— Чем вызвано такое любопытство к этой фигуре? — забеспокоился слушатель.
— Мне интересно его творчество и его жизнь. Не волнуйтесь, мои поиски безобидны.
— Ты умеешь держать язык за зубами?
— Вообще-то умею. Но причем здесь это?
— При том, что я хочу видеть живыми тебя и свою жену.
— Разве вы не убедились в этом?
— Убедился. Так вот я и есть Юрий Вспышкин. Ты, конечно, уже поняла это. Да?
Татьяне показалось, что сейчас она потеряет власть над собой, совершит какую-то слюнтяйскую глупость, но усилием воли она принудила себя сдерживаться. Ведь сейчас прозвучало то, о чем она знала почти на сто процентов.
— Да, — выдавила она с трудом.
— Итак, я твой отец, радуйся или плач, но не осуди — так случилось, — сказал Игорь Свиридович. — Извини.
Еще никогда Татьяна не прокручивала в мыслях свою жизнь с такой скоростью, еще никогда не находила так много ответов на вопросы, которые долго казались ей безнадежными. Нет, судьба таки милостива к ней.
— Как вы понимаете, в последнее время я об этом догадывалась.
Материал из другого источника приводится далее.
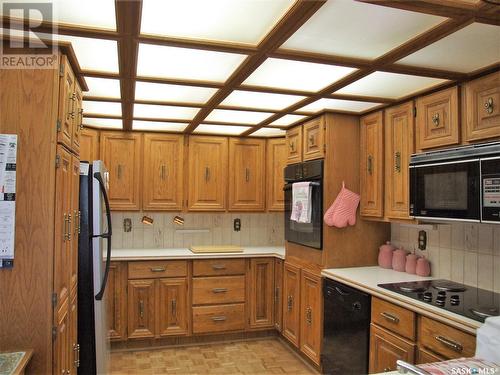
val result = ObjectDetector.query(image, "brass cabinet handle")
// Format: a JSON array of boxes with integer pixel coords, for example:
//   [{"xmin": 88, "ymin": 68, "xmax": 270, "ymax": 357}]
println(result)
[
  {"xmin": 434, "ymin": 335, "xmax": 464, "ymax": 353},
  {"xmin": 484, "ymin": 97, "xmax": 494, "ymax": 115},
  {"xmin": 380, "ymin": 312, "xmax": 399, "ymax": 323}
]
Поэтому и искала подтверждение догадкам… Но не волнуйтесь, — сказала Татьяна, говоря последние слова больше для себя. — Все очень хорошо, — теперь она вскочила на ноги, а потом засмеялась, что их разговор начинает превращаться в какую-то недостойную сильных людей мелодраму, и снова села. — Я должна была бы раньше понять другое, а именно: что вы принимали участие в боевых действиях, где и получили ранение. Ведь это так?
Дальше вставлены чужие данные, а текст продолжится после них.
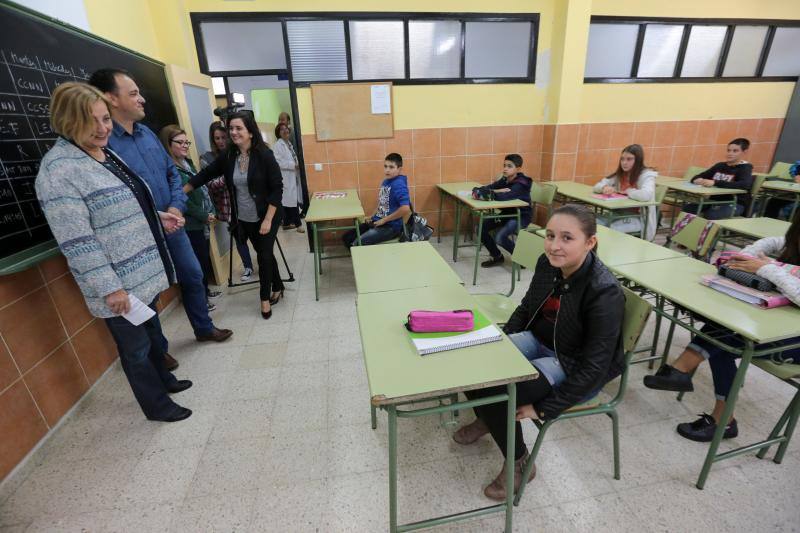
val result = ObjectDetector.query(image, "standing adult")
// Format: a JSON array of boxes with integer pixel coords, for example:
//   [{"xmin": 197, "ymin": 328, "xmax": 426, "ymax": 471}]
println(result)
[
  {"xmin": 36, "ymin": 82, "xmax": 192, "ymax": 422},
  {"xmin": 89, "ymin": 68, "xmax": 233, "ymax": 344},
  {"xmin": 200, "ymin": 120, "xmax": 253, "ymax": 283},
  {"xmin": 275, "ymin": 124, "xmax": 305, "ymax": 233},
  {"xmin": 183, "ymin": 111, "xmax": 284, "ymax": 320}
]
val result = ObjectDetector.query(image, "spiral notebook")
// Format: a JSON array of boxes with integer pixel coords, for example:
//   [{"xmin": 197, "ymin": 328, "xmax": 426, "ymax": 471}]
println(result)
[{"xmin": 407, "ymin": 309, "xmax": 503, "ymax": 355}]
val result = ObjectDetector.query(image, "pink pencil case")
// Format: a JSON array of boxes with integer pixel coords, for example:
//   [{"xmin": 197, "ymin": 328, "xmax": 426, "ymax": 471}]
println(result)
[{"xmin": 406, "ymin": 309, "xmax": 475, "ymax": 333}]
— Да, и со временем я тебе расскажу об этом. Не сейчас.
— Потом, потом. Не сейчас. Значит, отсюда и ваше ненастоящее имя. Я молодец, я нашла вас…
Игорь Свиридович сохранял спокойствие, казалось, он не проникался теми эмоциями, которые владели Татьяной.
— О твоем существовании я ничего не знал. Ни-че-го! Но у нас с женой была своя дочь, немногим младшая тебя, Таня. Мы ее… из-за наших неприятностей мы потеряли связь с ней, и не знаем, где она и как. Это очень гнетет нас!
— Из-за необходимости скрывать свое имя вы не можете начать ее поиски… — тихо произнесла Татьяна.
— Именно так. Не имеем права ради своего родительского эгоизма навлекать на нее опасность, — говорил Игорь Свиридович.
— Сложная ситуация… — сказала Татьяна. Игорь Свиридович кивнул и шумно вздохнул, неловким движением вытирая казавшиеся сухими глаза. — Вам нельзя волноваться, — забеспокоилась она. — Пожалуйста, давайте закончим этот разговор. Позже продолжим.
— Да я ведь и позже тоже буду волноваться, — Игорь Свиридович улыбнулся. — А теперь ты — мой счастливо обретенный, неожиданный внебрачный ребенок — находишься рядом, ты взяла нас под свое крыло, а другая моя дочь неизвестно где. Может, где-то мыкается в горе-несчастье, одна… Любовь Петровна, если только узнает эту правду, не простит мне. Но это полбеды. Главное, что она сама изведется до смерти.
Татьяна посмотрела на него, будто впервые увидела. Да, он обычный человек, из плоти и крови, ему болит то, что и другим. И он разрывается между давнишним желанием найти родного ребенка и страхом, что раскрытием своего настоящего имени, без чего обойтись не удастся, подвергнет всех опасности: жену, себя и дочь. Ведь были очень веские основания изменять имя.
Это же пытка, с этим нельзя жить, он не выдержит! И только по ее, Татьяны, вине — потому что солгать для себя ей было не стыдно, а быть аферисткой и лгуньей в глазах родного отца она не хотела. Здесь всему помеха одна — ее двуликая честность. И Татьяна решилась.
— Отец, родной, вы не дослушали. Я молодец, так как нашла вас… с мамой.
— Как? — Игорь Свиридович побледнел. — Что ты сказала? — и Татьяна по-настоящему испугалась.
— Держаться! — прикрикнула она. — Мы еще на фронте! — продолжила шутливо, увидев, что отец потянулся к чашке с водой, отпил глоток.
Но вот он овладел собой.
— О чем ты говоришь? — он поднял на нее умоляющий взгляд, как на икону.
— Я Уля, отец. Я с вами теперь.
— А Таня же где? — растерянно спросил окончательно сбитый с толку Игорь Свиридович, не желая терять ни капли счастья, будто эта девушка обязана была знать все обо всех.